Particolarmente interessante è la tesi riguardante il rapporto tra il pensiero dello scrittore e il concetto di “cultura della crisi”. Secondo i due autori, per una comprensione piena della condizione contemporanea, è fondamentale fare riferimento a tre pensatori che hanno esplorato il fantastico in modo profondamente originale: Jorge Luis Borges, John Ronald Reuel Tolkien e, naturalmente, Howard Phillips Lovecraft. E forse hanno ragione! Lovecraft, in particolare, si configura come un punto di riferimento imprescindibile per chi desidera accedere alle “chiavi della prigione” della realtà, intraprendendo un viaggio che si svolge nell’interiorità dell’animo umano ancor rima di decrittare tutti i deficit del moderno e dell’età del materialismo. Un viaggio che perciò porta in un abisso che non è semplicemente una fuga nell’immaginario, ma una discesa consapevole negli inferi del nostro inconscio. Per Lovecraft, infatti, il sogno non è un semplice atto di evasione, ma una via per confrontarsi con le proprie paure più profonde, portandole alla luce e, in qualche modo, rendendole controllabili e non distanziabili.

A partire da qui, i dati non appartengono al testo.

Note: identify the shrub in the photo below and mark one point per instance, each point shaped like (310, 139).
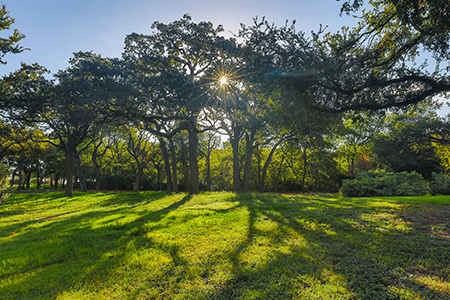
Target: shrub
(440, 184)
(5, 189)
(382, 183)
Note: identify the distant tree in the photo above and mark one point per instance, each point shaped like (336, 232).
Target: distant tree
(9, 44)
(408, 142)
(181, 50)
(70, 109)
(377, 65)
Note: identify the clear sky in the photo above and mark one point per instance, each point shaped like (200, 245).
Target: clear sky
(55, 29)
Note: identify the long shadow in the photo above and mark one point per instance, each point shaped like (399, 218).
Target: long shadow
(342, 244)
(70, 252)
(363, 257)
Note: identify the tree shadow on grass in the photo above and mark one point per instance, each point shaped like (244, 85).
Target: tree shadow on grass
(68, 251)
(294, 247)
(347, 255)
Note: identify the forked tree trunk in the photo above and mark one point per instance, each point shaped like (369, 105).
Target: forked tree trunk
(68, 189)
(165, 156)
(249, 140)
(194, 181)
(174, 166)
(262, 184)
(235, 147)
(80, 172)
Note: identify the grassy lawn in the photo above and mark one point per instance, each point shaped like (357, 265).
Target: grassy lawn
(223, 246)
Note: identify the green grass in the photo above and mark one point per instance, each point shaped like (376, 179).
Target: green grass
(223, 246)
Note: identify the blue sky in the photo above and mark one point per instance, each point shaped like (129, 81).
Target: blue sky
(55, 29)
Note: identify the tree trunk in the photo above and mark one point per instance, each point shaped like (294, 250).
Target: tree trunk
(98, 179)
(186, 167)
(19, 186)
(235, 146)
(137, 182)
(208, 170)
(249, 139)
(194, 180)
(277, 177)
(68, 191)
(56, 181)
(262, 184)
(80, 172)
(174, 166)
(165, 155)
(38, 177)
(305, 160)
(13, 178)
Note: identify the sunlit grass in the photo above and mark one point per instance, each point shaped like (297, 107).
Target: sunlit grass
(223, 246)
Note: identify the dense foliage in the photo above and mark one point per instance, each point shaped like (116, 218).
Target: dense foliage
(186, 109)
(384, 183)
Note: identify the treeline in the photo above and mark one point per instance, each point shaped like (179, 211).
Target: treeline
(185, 108)
(130, 158)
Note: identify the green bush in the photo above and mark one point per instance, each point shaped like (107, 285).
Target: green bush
(5, 189)
(382, 183)
(440, 185)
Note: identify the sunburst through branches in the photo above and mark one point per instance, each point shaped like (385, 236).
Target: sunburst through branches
(223, 82)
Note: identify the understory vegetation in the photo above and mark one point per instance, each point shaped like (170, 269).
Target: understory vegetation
(153, 245)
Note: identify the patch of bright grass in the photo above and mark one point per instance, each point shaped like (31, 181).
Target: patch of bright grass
(223, 246)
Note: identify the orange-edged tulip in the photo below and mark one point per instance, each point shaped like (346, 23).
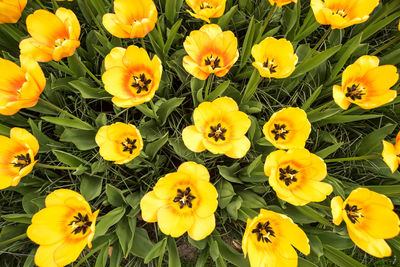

Nel volume si mette in evidenza l’evoluzione dell’opera di Lovecraft, che passa dal suo approccio iniziale alla scrittura, spesso influenzato da una formazione autodidatta, fino alle ultime e più complesse fatiche, nelle quali la visione cosmica del male e l’indifferenza dell’universo diventano sempre più pregnanti. Ciò che emerge, infatti, è la sua costante riflessione sul destino dell’uomo, imprigionato in una realtà che sembra sfuggirgli di mano e che va ricompresa e non solo definita nella sua cornice terrificante. Qui si trova lo snodo cruciale: l’orrore non proviene solo dal mondo esterno, ma anche dall’individuo stesso, cioè dall’accettazione e dalla consapevolezza della propria condizione di essere finito e vulnerabile. Il mostro diventa così la rappresentazione di queste forze interiori, delle paure ancestrali a cui l’uomo non può sfuggire, se non attraverso l’arte, la fantasia e una visione poetica. In quest’ottica, a farsi portatori di una resistenza contro le forze della massificazione e della banalizzazione della vita non possono che essere, per l’appunto, l’esteta, il sognatore e l’artista.
Il volume di De Turris e Fusco, dunque, non solo offre una panoramica dettagliata sull’opera, ma fornisce strumenti critici per interpretare la sua eredità nel contesto della cultura moderna. La visione lovecraftiana, infatti, non è mai stata così attuale proprio perché permane come un invito a scoprire, attraverso l’orrore, la possibilità di una nuova forma di consapevolezza, in cui il male e il mostro non sono da temere, ma da comprendere come segni di una coscienza del sé che può precedere il cambiamento.